China’s Sputtering Growth Engines Raise Urgency for Stimulus
- Economists say government must do more to hit growth target
- Manufacturing PMI posts 4th straight month in contraction zone
China’s remaining growth engines are showing signs of spluttering while the property market continues to drag on the economy, highlighting the urgency of government intervention to keep an increasingly unlikely growth target in sight.
Factory activity contracted for a fourth straight month in August, with sub indexes showing deepening deflationary pressures. The latest sales figures showed a worsening residential slump, after China Vanke Co. — one of the nation’s biggest developers — underlined the industry’s woes late Friday by reporting a half-year loss for the first time in more than two decades.
Beijing has struggled to contain the property downturn and now faces the prospect of increasing protectionism and a shaky global outlook weighing on exports. Several rounds of measures aimed at reviving domestic demand have done little to reverse the retreat, endangering the government’s growth target and spurring economists to call for additional stimulus.
“We believe more fiscal easing is necessary to help secure the ‘around 5%’ full-year growth target,” Goldman Sachs Group Inc. economists including Yuting Yang and Andrew Tilton wrote in a note.

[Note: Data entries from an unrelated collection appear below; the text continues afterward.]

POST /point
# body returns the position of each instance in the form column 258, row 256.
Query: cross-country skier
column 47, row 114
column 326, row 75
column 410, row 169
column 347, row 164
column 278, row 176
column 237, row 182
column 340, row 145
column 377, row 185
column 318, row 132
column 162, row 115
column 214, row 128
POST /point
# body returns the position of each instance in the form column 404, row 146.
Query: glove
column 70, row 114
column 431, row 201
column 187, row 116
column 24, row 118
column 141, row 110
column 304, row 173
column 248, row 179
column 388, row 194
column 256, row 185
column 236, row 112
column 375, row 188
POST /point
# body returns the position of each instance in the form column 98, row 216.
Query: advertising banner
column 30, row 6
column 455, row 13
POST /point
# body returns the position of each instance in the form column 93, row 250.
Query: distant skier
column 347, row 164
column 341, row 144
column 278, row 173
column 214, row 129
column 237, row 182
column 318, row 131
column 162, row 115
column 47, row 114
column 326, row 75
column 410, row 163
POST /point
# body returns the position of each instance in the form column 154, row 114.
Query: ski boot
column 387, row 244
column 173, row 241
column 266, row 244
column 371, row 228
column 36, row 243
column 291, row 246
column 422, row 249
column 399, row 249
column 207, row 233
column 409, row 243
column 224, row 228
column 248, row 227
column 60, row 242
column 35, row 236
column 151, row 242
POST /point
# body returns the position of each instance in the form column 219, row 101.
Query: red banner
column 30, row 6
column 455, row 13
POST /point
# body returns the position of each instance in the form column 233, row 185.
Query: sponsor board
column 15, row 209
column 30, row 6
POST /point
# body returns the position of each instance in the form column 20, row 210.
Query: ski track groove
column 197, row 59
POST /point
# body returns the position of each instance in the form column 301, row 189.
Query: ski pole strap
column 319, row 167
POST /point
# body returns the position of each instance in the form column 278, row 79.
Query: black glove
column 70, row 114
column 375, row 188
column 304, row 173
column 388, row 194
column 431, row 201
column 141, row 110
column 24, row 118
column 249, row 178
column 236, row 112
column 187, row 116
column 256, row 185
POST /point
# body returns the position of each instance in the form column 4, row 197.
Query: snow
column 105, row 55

Year-to-date data show rising risks that revenues from tax and land sales will fall short of the budget projection this year, they wrote. That will weigh on government spending if there’s no upward revision to the official deficit target and no extra-budget quotas for government bond issuance.
What Bloomberg Economics Says...
“The economy will need more policy support to pull out of its extended period of weakness...Government spending will have to remain the key lever to lift aggregate demand when private demand is not forthcoming — and the pace needs to accelerate.”
— Chang Shu and Eric Zhu.
Economists at banks including UBS Group AG and JPMorgan Chase & Co. expect China will fall short of delivering on its growth target.
Adding to the gloom, the official manufacturing purchasing managers’ index declined to 49.1 from 49.4 in July, the National Bureau of Statistics said. The reading has been below the 50-mark separating growth from contraction for all but three months since April 2023.
Both the input-cost and output prices sub indexes declined in August.
In statement accompanying the PMI data, NBS analyst Zhao Qinghe attributed the latest contraction to high temperatures, heavy rainfall and a seasonal slackening of production in some industries. The non-manufacturing measure of activity in construction and services rose to 50.3, boosted by consumption during the summer holiday season, the statistics office said.
As trade tensions with the US and Europe increase, headwinds for the manufacturing sector are growing. For the mid-term outlook, much will depend on the outcome of the US election: Former President Donald Trump has argued for 60% tariffs on Chinese imports, while Vice President Kamala Harris’s China policies are expected to be more in line with President Joe Biden’s approach.
Read More: Harris Isn’t Looking to Pick New Fights With China, Unlike Trump
On the property front, the latest data was also discouraging.
The value of new-home sales from the 100 biggest real estate companies fell 26.8% from a year earlier to 251 billion yuan ($35.4 billion), faster than the 19.7% decline in July, according to preliminary data from China Real Estate Information Corp.
At least 10 city governments have loosened or scrapped their new-home price guidance to let market demand play a bigger role, a move that is expected to drive more real estate companies to cut prices.
China is considering allowing homeowners to refinance as much as $5.4 trillion of mortgages to lower borrowing costs for millions of families and boost consumption, Bloomberg News reported Friday. While lower mortgage rates would hurt profitability at state-run banks, analysts say it might help the real estate sector.
“In essence, it’s a transfer of wealth from banks to households, so positive for consumption,” said Larry Hu, head of China economics at Macquarie Group Ltd. “But the size is too small to be a game changer, given the current consumption landscape in China, which is pretty dire.”
The growth headwinds have yet to result in a more forceful government response, with less than half of budgeted expenditure completed in the first seven months of 2024. On Friday, Finance Minister Lan Fo’an said the economy is still growing at a clip of 5%, describing its performance in the first half as “generally stable and progressing steadily.”
But economists are calling for more support, especially if external demand wanes.
“In the near term, we expect the PBOC to guide commercial banks to lower existing mortgage rates,” said Lu Ting, an economist at Nomura Holdings Inc. “For bolder stimulus measures, we think this is more likely to happen in the fourth quarter, when Beijing’s concerns over growth become more elevated.”